The Republican party is a white man's club with a few women thrown in. Once they elevated Condi, they acted as if she never existed. Republicans have wealth, pensions and health insurance so sickness, tight family budgets and retirement is never a concern. Their main goal in life is to hoard money for themselves. Conservative principles? Rubbish!
As stupid as the American public is, they know when they are being sodomized.
Obama will win and it will not be close. There are too many disenfranchised whites, blacks and hispanics.
Posted by: Paul | 12 September 2008 at 03:24 PM
The tone in the media indicates that Obama is losing ground, but I don't think so.

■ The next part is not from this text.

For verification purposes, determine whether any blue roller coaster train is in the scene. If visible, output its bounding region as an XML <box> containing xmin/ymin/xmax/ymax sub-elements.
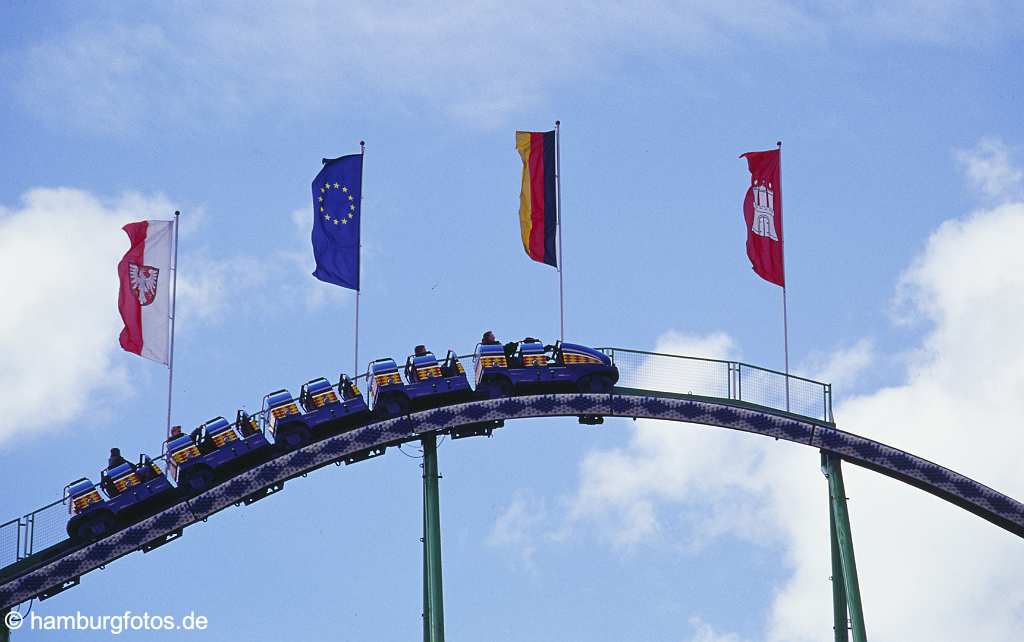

The Media takes its cue from the polls but these polls seem skewed to me. Is there anyone in "the house" that knows whether these samples are at least the same mix as before the conventions? Drilling down at least at Gallup the percentage of Republican respondents appears to be about 10% higher now than in the pre- September samplings.
Is this djusted/accounted for? Is it significant?
Posted by: mlaw230 | 12 September 2008 at 03:43 PM
the democratic party can not win presidential elections because there are more red states than blue.
Posted by: bcw | 12 September 2008 at 03:58 PM
Pat,
My analysis of Palin is this: Knows correct answer when told (by the neocons).
Based on my experience living in 7 different states from New England to the Midwest your analysis of racism in America is accurate. Obama has great appeal among the under 30 voters, yet I believe he'll need to increase their turnout by about 200% to make up for the racist (conscious or not) portion of the vote. I believe your assessment of Palin's appeal to many women is also accurate, but I have to pose some questions: how many of these women you mention now vote and for which party? Is the crossover significant and in which state. (It is the electoral college vote that counts). The current Palin bias reminds me a great deal of the original appeal for Bush. The general approval of his performance to date is 29%. I wonder if that will also affect the Palin appeal.
I honestly can't give a good analysis of an Obama/Clinton ticket. I believe I get too much in a flux over a belief in her effectiveness countered by the thought of the 'right wing noise machine' that would certainly come out in full force if she had been on the ticket.